Cottet studied at the École des Beaux-Arts, and under Puvis de Chavannes and Roll, while also attending the Académie Julian. He travelled and painted in Egypt, Italy, and on Lake Geneva, but he made his name with his sombre and gloomy, firmly designed, severe and impressive scenes of life on the Brittany coast.
Cottet exhibited at the Salon of 1889, but on a trip to Brittany in 1886 he had found his true calling. For the next twenty years he painted scenes of rural and harbor life, portraying a culture Parisians still found exotic. He is especially noted for his dark seascapes of Breton harbors at dawn, and evocative scenes from the lives of Breton fishermen.

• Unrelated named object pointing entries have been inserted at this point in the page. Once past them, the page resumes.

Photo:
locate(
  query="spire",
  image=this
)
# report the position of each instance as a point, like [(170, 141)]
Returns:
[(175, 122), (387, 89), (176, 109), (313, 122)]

He was close friends with Charles Maurin, and his group included the painter Félix-Émile-Jean Vallotton. Cottet has often been associated with the picturesque seaside symbolism of the Pont-Aven School, though Vallotton famously painted Cottet as a leader of Les Nabis, beside Pierre Bonnard, Édouard Vuillard, and Ker-Xavier Roussel, in his Five Painters. Cottet was more explicitly the leader of his own small movement, the Bande noire of the 1890s, which included Lucien Simon and André Dauchez, all influenced by the realism and dark colours of Courbet.

Selected works

Cottet's paintings can be found in museums in France, the Pushkin Museum of Fine Arts in Moscow, the National Gallery of Art in Washington D.C., the Musée d’Orsay in Paris. and at the Hermitage.